A summary of free radical generation in mitochondria and the role of melatonin in mitigating oxidative damage and ovarian aging. Radicals are generated especially as a result of electron leakage from the electron transport chain in the inner mitochondrial membrane; the rogue electrons chemically reduce adjacent oxygen molecules to produce the superoxide anion radical (O₂^•−). This reactant is quickly dismutated by superoxide dismutase 2 (SOD2) to hydrogen peroxide (H₂O₂) or it couples with nitric oxide to produce the highly oxidizing peroxynitrite anion (ONOO⁻; not shown). H₂O₂ is converted to the hydroxyl (^•OH) radical via the Haber–Weiss reaction, which is kinetically slow, or via the Fenton reaction, both of which require a transition metal such as ferrous iron (Fe²⁺). The ^•OH, along with other oxidants, damage molecules, which initiate apoptosis. The antioxidant, melatonin, which is synthesized by a number of ovarian cells, likely in the mitochondria, as well as pineal-derived melatonin which enters these organelles, chelates iron and other redox reactive transition metals.

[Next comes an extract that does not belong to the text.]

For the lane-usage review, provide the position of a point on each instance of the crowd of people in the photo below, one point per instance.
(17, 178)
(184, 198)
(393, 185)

Via the activation of sirtuin 3 (SIRT3), melatonin also upregulates SOD2 and impacts mitochondrial dynamics in favor of renewing mitochondria. Finally, melatonin directly neutralizes ^•OH and the ONOO⁻. Via these combined actions, melatonin serves as a powerful protector of mitochondrial integrity and preserves optimal cellular function which delays ovarian aging. Melatonin also functions as an anti-inflammatory which, especially when chronic, compromises mitochondrial physiology leading to ovarian cell, including oocyte deterioration. Mitochondria produced melatonin also escapes these organelles to act on melatonin receptors (MT1) in the mitochondrial membrane, which reduces the release of cytochrome C (Cyto C) thereby inhibiting programmed cell death which would otherwise advance ovarian aging. Finally, in the event of ovarian cancer, melatonin impedes the synthesis of telomeres by reducing telomerase activity thus slowing cancer cell renewal. I-IV; mitochondrial complex.